Tips to prevent stress-related back pain
Del Rosario says that for those who’ve already had stress trigger back pain previously, take some prevention steps.
“If you feel stress building, take a step back from the situation,” say Del Rosario. “You want to keep your stress level in check before it increases. Start by doing some slow deep breathing – it’s one of the best ways to relax the body. And if you’re at your desk, get up and take a brisk walk, away from the phone or computer. Physical movement of any kind can reduce stress.”
Del Rosario also says that some simple back exercises can help neutralize your body position and avoid muscle spasm. While there are many good exercises to try, she gave two examples:
• For the upper back. Try backward shoulder rolls. Slowly roll your shoulders backward several times to increase mobility.
• For the lower back. Try lower back extensions. Place your hands on your waist or the small of your back while standing. With legs straight, lean back until you feel the stretch in your lower back, moving your pelvis forward. Hold for a few seconds, then bring your pelvic back and return to an upright position.
Reducing stress-related back pain through mindfulness.
Del Rosario says that if stress-related back pain occurs, mindfulness exercises can be effective in reducing it.
“Mindfulness is a type of mediation that connects the mind and the body,” say Del Rosario. “Since your mind has created the back pain as a reaction to stress, mediation seeks to reverse the process.”
Del Rosario suggests the following as a start to mindfulness:
• Find a comfortable position, in a place without distractions
• Lie or sit, with eyes open or closed — whatever is most comfortable for you
• Do some slow deep breathing to relax the body
• Progressively activate and then release different muscles in your body, from head to toe.

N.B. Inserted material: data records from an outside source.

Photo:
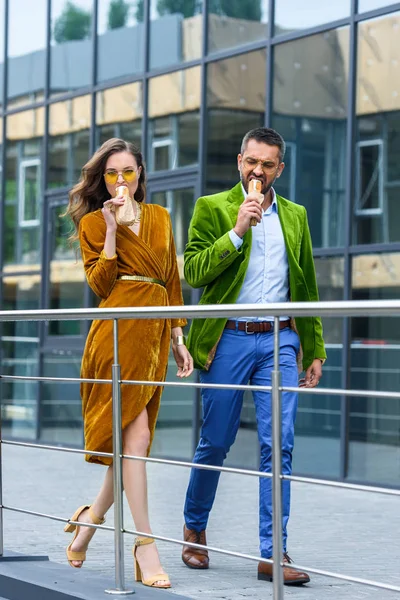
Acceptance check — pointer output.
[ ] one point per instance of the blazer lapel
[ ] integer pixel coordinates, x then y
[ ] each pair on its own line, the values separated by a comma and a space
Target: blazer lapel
289, 225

You can do the progressive muscle tensing internally, where your body position doesn’t move. Or through active movements. Either way, you want to focus on whether your body is hurting and how each part of it feels.
“For active movements, start by lying on your back,” say Del Rosario. “Lift one leg up as far as you can, keeping your knee straight. Once you start to feel the stretch or mild pain, hold it for 10 seconds. Then slowly bring your leg back down and repeat with the other leg.”
Del Rosario says yoga also incorporates many elements of mindfulness. So, it’s another way to break that mental pathway and reduce stress-related back pain. She says it’s best to consult with your health-care provider before starting yoga to make sure it’s right for you.